En application des dispositions de l'article 1315 du code civil, la preuve du paiement du fermage incombe au fermier.
Or, hormis pour l'année 2010 par la production de la quittance délivrée par le Cabinet Courrialis, ci-dessus citée, Madame S... N... preuve de paiement des ferrages réclamés, les seuls récépissés de mandats cash postaux et la copie d'un chèque, même de banque, qu'elle produit, ne valant pas attestation de paiement.
Aucun paiement n'étant intervenu dans le délai de trois mois des lettres de mises en demeure, ni depuis l'assignation, valant également mise en demeure, et restée elle aussi sans effet, à la suite de deux défauts de paiement de fermage au moins, Madame U... Q... épouse K... est donc recevable et bien-fondée en sa demande de résiliation du bail qu'il y a lieu de prononcer à la date du présent jugement.

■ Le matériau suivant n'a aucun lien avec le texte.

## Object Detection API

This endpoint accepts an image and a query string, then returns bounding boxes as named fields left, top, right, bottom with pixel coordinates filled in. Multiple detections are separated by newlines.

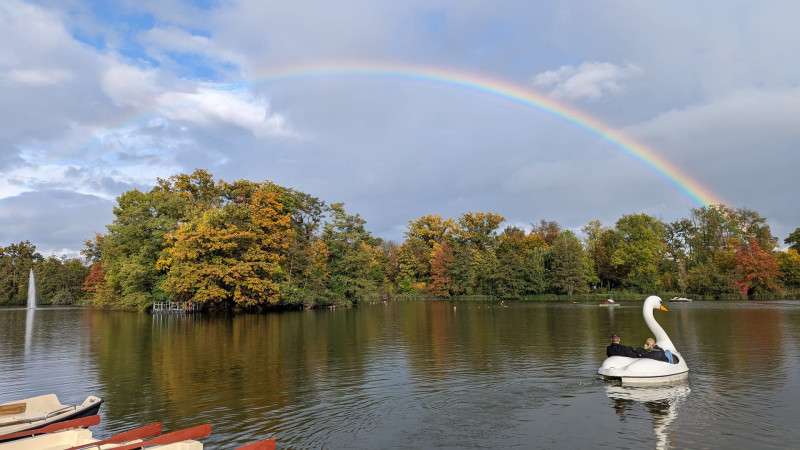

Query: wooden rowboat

Madame N... S... étant donc occupante sans droit, ni titre, il convient, à défaut de départ volontaire, d'ordonner son expulsion et celle des occupants des lieux, dans les conditions prévues au dispositif, sans qu'il soit besoin de prononcer une astreinte, le recours à la force publique étant suffisant » ;
Alors que, d'une part, le bailleur ne peut demander la résiliation du bail que s'il justifie de deux défauts de paiement de fermage ou de la part de produits revenant au bailleur ayant persisté à l'expiration d'un délai de trois mois après mise en demeure postérieure à l'échéance ; que cette mise en demeure doit, à peine de nullité, rappeler les termes de la présente disposition ; qu'en estimant, cependant, en l'espèce, que les lettres recommandées ont été valablement adressées à Mme S... N..., dans la mesure où elles portent mention d'une adresse conforme à celle figurant sur différents actes de la procédure, sans rechercher, comme elle y était pourtant invitée, si la mention « destinataire inconnu à l'adresse » portée sur la seconde mise en demeure ne faisait pas obstacle à sa régularité, peu important que l'adresse soit conforme, la cour d'appel a privé sa décision de base légale au regard de l'article 411-31 du code rural ;
Alors que, d'autre part, Madame N... a énoncé dans ses écritures d'appel qu'elle a payé chez Courrialis 2010 (p. 2, in fine) ; que Madame K... a indiqué qu'aucun paiement n'a été effectué, hormis le paiement de l'année 2010 ayant donné lieu à une quittance de loyers délivrée par le cabinet COURRIALIS à hauteur de 3048 euros (conclusions d'appel de madame K..., p. 8, § 5) ; qu'en condamnant, cependant, en l'espèce, Madame N... à payer une dette locative de 18.288 euros (fermages échus de 2009 à 2014 : 6 x 3.048 euros), quand tant Madame N... que Madame K... ont soutenu, dans leurs écritures d'appel, que les loyers de l'année 2010 avaient été payés, la cour d'appel a dénaturé les termes du litige, en violation de l'article 4 du code de procédure civile ;
Alors que, enfin, en constatant que Madame N... produit une quittance de fermage au titre de l'année 2010, tout en condamnant Madame N... à payer une dette locative de 18.288 euros (fermages échus de 2009 à 2014 : 6 x 3.048 euros) incluant l'année 2010, la cour d'appel a dénaturé ladite pièce, en violation du principe selon lequel le juge a l'obligation de ne pas dénaturer les documents de la cause.